Sede del Parlamento europeo di Bruxelles
Sede del Parlamento europeo di Bruxelles
 
Plenaria di Bruxelles
Plenaria di Bruxelles
 
Sede del Parlamento europeo di Strasburgo
Sede del Parlamento europeo di Strasburgo
 
Plenaria di Strasburgo
Plenaria di Strasburgo
 

Perché esistono più sedi del PE?

È risaputo come la sede delle principali istituzioni europee (Commissione, Parlamento, Consiglio europeo e dell’Unione europea) sia Bruxelles, fatta appunto eccezione per il Parlamento europeo e per la Banca centrale europea (che ha sede a Francoforte). Il motivo principale per cui la scelta è ricaduta proprio su Bruxelles è per un carattere logistico ed in parte politico. La capitale del Belgio si trova né troppo a sud né troppo a nord del Continente europeo individuando così una via mediana tra i vari Stati, inoltre in questo modo le istituzioni sono raggiungibili più o meno nello stesso lasso di tempo da tutti gli Stati dell’UE. Ma allora perché il Parlamento si riunisce anche a Strasburgo? La scelta della città francese come seconda sede del PE ha radici prettamente storiche, infatti la posizione di confine tra Francia e Germania rappresenta un simbolo di riconciliazione post bellica dei due nemici storici. La sede di Strasburgo costituisce quindi l’espressione della pace e della volontà dei due Stati di essere la guida dell’intera Unione.

Strasburgo o Bruxelles? Questo è il problema

La doppia sede, come prevedibile, costituisce un costo addizionale per i portafogli dei Paesi scatenando da anni i malumori di molti. Il così detto circo itinerante, cioè gli spostamenti continui degli eurodeputati da una città all’altra, secondo alcune stime costerebbe circa 200 milioni di euro l’anno. Quasi tutti concordano sulla necessità di individuare un’unica sede per il Parlamento europeo, ma è difficile scegliere quale delle due città debba ospitarlo definitivamente.

Pro-Strasburgo

Questo “schieramento” sottolinea come gli accordi prevedano la sede di Strasburgo e che quindi sarebbe troppo laborioso iniziare un processo di revisione dei trattati, inoltre mettere in discussione la sede Francese porterebbe al riemergere di malumori tra Francia e Germania. Costituire la sede unica a Bruxelles porterebbe il venir meno del decentramento politico voluto dall’Unione stessa, evitando un’eccessiva concentrazione di potere nella capitale Belga.

Pro- Bruxelles

I favorevoli alla sede belga sostengono la necessità, soprattutto per questioni logistiche e di costi, di costituire la sede definitiva a Bruxelles, città nella quale sono presenti le altre istituzioni principali. Il decentramento del potere quindi in questo caso viene messo da parte a favore di maggiore efficienza e risparmio.

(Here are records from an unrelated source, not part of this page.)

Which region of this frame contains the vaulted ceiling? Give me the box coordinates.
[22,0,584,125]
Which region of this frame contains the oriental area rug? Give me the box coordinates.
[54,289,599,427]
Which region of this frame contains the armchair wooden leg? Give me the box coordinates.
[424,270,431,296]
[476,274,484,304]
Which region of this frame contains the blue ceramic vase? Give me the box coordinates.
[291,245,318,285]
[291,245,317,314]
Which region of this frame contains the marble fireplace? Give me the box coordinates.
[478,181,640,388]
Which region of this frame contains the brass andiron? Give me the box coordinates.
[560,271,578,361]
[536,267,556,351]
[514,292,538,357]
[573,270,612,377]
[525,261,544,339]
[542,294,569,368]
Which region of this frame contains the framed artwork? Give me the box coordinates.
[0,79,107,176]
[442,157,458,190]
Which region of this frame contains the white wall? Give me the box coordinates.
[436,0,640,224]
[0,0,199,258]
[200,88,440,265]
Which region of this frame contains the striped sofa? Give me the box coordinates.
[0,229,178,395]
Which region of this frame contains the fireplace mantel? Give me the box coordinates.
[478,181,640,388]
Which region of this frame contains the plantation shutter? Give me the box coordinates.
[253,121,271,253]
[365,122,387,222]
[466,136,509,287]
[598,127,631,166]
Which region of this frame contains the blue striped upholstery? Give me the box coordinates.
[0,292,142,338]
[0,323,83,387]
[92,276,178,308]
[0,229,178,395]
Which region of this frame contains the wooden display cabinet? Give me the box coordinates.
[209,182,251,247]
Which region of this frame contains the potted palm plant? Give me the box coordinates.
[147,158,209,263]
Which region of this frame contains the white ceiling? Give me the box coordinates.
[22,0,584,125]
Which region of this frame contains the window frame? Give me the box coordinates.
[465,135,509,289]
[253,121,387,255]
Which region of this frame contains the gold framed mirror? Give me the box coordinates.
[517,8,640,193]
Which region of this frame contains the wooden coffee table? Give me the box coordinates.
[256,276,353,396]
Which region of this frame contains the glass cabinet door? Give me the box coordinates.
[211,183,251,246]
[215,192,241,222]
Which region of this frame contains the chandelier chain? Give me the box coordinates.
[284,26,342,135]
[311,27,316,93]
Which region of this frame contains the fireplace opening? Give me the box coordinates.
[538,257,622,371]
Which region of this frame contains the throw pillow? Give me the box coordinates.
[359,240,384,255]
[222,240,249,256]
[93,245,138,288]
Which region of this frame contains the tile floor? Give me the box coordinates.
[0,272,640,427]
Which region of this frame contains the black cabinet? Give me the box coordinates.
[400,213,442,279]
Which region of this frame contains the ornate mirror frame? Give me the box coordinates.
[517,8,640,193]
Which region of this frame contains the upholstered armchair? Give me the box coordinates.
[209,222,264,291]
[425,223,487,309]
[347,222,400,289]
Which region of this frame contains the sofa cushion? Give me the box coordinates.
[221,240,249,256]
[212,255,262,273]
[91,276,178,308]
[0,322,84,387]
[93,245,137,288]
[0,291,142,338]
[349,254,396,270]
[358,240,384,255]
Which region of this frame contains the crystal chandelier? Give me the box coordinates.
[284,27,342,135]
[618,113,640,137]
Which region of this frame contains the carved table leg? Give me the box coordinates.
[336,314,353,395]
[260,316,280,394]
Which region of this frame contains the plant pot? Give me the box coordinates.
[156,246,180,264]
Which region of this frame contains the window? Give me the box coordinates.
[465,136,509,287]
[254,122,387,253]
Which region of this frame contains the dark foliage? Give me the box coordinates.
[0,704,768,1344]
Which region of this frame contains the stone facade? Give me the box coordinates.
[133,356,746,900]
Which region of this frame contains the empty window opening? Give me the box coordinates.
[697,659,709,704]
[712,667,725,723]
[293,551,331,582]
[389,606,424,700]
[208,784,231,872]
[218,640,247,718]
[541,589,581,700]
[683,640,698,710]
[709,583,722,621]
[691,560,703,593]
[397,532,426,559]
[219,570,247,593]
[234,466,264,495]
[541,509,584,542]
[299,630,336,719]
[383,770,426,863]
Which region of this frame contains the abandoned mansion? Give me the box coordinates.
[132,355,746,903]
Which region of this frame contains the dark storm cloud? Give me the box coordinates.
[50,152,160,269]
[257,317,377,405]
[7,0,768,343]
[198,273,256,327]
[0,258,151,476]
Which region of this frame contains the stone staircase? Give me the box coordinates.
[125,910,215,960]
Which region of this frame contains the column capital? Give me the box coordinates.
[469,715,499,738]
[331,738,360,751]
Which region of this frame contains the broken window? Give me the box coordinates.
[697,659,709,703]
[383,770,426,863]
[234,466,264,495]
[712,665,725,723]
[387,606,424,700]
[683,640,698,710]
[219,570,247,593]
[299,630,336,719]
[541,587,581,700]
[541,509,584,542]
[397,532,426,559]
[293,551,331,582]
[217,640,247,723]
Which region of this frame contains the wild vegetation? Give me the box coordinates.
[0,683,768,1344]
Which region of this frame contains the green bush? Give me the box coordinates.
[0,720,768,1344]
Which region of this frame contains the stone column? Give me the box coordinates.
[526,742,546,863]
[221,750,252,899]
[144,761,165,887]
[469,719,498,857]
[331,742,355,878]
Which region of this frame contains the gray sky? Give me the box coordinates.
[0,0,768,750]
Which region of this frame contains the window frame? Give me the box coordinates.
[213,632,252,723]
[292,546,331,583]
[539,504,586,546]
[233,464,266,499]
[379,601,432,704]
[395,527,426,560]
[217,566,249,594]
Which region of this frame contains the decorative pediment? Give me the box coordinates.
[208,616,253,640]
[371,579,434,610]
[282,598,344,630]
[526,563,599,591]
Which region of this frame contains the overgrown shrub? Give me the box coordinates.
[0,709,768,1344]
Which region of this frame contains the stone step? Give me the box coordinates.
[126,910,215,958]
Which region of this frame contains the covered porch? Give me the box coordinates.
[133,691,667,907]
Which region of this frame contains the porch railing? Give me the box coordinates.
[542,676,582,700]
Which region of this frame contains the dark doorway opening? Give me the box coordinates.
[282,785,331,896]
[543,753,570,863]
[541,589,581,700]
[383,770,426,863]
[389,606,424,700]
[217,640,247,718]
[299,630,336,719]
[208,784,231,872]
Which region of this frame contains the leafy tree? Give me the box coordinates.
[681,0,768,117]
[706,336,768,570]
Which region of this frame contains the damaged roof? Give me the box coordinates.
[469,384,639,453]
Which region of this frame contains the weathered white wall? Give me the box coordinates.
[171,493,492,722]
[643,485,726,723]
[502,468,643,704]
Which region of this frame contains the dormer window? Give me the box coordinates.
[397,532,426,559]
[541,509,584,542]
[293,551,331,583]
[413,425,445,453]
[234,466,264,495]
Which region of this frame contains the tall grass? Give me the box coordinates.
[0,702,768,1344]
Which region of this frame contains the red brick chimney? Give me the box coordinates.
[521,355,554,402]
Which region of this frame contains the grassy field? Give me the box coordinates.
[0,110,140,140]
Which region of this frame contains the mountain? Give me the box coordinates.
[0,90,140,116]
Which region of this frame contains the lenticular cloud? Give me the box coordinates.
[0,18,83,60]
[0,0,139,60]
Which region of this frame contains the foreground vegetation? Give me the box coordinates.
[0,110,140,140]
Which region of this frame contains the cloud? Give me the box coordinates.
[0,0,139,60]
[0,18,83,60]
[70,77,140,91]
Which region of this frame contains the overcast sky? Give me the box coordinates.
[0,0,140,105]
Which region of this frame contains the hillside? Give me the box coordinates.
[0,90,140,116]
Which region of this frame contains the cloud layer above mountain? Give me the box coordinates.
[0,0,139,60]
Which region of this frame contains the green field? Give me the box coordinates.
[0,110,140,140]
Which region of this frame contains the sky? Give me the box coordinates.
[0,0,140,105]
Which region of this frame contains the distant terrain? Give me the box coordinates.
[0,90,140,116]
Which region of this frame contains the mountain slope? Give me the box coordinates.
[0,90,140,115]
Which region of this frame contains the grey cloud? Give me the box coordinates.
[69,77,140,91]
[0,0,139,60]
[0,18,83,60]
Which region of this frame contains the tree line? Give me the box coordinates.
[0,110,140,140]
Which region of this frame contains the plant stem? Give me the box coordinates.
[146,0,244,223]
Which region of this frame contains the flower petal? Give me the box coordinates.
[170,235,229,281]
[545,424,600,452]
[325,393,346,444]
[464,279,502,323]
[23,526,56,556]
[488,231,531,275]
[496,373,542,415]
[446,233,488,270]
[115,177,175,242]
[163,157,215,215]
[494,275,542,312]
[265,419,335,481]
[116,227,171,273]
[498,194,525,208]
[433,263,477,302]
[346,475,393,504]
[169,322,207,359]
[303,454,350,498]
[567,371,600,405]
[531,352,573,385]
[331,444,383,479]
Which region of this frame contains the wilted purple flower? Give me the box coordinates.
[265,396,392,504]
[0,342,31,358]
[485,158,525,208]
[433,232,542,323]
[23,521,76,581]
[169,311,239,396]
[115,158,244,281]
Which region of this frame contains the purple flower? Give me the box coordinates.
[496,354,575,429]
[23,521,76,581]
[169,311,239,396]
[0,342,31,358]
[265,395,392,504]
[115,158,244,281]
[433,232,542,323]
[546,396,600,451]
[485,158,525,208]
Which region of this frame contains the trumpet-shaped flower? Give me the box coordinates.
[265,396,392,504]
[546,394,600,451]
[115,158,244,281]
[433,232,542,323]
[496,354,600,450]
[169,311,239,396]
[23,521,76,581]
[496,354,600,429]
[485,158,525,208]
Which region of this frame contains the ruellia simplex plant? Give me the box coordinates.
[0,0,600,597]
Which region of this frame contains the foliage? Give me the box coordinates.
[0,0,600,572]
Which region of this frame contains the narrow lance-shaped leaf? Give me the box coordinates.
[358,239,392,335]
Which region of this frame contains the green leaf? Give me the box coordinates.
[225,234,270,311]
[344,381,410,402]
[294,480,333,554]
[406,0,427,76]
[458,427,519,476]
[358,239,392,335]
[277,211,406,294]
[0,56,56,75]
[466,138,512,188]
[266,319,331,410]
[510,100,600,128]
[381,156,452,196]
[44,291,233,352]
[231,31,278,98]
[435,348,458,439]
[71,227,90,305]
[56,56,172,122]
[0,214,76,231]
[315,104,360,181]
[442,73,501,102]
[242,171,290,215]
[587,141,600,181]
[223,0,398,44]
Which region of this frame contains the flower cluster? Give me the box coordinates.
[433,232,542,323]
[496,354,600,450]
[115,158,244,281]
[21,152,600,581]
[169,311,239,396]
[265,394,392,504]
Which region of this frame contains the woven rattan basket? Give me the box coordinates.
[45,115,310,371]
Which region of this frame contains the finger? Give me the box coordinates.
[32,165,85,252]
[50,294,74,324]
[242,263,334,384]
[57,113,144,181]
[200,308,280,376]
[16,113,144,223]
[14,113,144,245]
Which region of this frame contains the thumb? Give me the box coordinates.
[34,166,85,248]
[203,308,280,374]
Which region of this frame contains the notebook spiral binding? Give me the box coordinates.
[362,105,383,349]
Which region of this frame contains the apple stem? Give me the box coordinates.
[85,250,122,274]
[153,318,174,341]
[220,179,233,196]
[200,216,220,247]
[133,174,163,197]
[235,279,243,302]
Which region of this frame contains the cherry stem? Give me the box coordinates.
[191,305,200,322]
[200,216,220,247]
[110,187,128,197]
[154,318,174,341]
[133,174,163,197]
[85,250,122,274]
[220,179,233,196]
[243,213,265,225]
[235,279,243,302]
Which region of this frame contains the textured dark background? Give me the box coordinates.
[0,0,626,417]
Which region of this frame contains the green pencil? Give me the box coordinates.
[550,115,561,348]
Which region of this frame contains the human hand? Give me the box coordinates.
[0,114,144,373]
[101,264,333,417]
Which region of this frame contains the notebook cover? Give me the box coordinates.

È evidente quindi come dietro alla scelta di separare le sedi del Parlamento vi siano soprattutto questioni politiche e storiche. Difficile è dire su quale città debba ricadere la scelta, è però evidente che l’Unione europea non possa più permettersi i lusso di una “seconda casa”. Un primo passo che potrebbe essere fatto sarebbe quello di eliminare almeno la sede di Lussemburgo, iniziando un cammino di riforma indispensabile per l’Europa intera. Altra elemento da considerare è la possibilità di far scegliere direttamente al Parlamento europeo, attualmente però esso non è in possesso della competenza per farlo, andrebbe quindi introdotta attraverso un’apposita norma.